La réunion et la présentation des textes ont été confiées à Jean-Louis Poirier, éminent philosophe de l’Antiquité, et déjà auteur, dans la même collection, de “Cave canem. Hommes et bêtes dans l’Antiquité”. Chevalier de la Légion d’honneur en 2005, il a collaboré à l’édition et à la traduction des Présocratiques et des Épicuriens pour la Bibliothèque de la Pléiade.

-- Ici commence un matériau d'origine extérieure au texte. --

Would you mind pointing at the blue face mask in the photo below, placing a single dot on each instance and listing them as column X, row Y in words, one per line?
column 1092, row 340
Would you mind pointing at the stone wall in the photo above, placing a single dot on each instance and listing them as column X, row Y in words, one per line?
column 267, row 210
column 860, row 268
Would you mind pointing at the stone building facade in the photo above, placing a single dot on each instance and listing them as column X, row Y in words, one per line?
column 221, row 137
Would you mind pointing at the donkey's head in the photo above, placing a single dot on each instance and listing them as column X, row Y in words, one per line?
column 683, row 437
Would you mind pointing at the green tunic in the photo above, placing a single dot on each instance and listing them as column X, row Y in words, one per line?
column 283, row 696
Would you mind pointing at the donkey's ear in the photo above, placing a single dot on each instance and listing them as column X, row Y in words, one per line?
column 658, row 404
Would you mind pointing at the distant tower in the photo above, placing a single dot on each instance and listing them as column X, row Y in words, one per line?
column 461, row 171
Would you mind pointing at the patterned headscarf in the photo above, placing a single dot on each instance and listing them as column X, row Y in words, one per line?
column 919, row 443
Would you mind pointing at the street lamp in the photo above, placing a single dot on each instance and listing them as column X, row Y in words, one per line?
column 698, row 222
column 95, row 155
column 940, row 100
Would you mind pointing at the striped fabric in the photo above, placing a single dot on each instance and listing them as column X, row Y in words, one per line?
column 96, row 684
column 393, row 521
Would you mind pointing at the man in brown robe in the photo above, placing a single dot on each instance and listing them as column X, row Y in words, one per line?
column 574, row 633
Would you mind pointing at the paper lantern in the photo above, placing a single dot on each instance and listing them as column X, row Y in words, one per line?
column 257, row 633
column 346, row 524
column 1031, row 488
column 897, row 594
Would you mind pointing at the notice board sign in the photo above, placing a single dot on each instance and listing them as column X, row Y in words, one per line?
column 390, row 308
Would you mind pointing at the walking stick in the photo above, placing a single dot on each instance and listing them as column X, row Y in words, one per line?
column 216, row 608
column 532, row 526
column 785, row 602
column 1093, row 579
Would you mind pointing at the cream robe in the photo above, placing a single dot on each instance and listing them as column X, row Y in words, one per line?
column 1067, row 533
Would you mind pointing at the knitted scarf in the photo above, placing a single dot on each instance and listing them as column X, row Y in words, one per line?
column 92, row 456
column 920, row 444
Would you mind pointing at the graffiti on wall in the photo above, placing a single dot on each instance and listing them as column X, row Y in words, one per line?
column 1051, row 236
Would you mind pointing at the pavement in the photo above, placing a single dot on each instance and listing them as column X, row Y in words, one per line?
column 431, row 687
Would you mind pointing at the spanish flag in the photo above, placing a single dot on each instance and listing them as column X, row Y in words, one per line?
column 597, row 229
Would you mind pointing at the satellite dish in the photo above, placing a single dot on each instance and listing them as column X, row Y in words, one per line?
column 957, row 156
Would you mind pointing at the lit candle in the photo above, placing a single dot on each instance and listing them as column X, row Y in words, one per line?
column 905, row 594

La maîtrise du corpus antique rejoint, en ces temps de pandémie, l’opportunité éditoriale de publier ce nouveau titre. Comment les Anciens pensaient-ils une nature parfois hostile ? Comment réagissaient-ils aux catastrophes ? Quelles explications trouvaient-ils ? L’époque contemporaine n’a pas, tant s’en faut, le monopole de la pensée, et le recours au mythe dans l’Antiquité ne signifie pas l’abandon d’une rationalité. Dans l’entretien avec Emanuela Guidoboni, l’historienne de la sismicité explique bien “qu’il est beaucoup plus probable que ce qui nous semble absurde ou faux soit l’effet de dilatations, de distorsions ou d’exagérations, mais ne soit pas à proprement parler faux”.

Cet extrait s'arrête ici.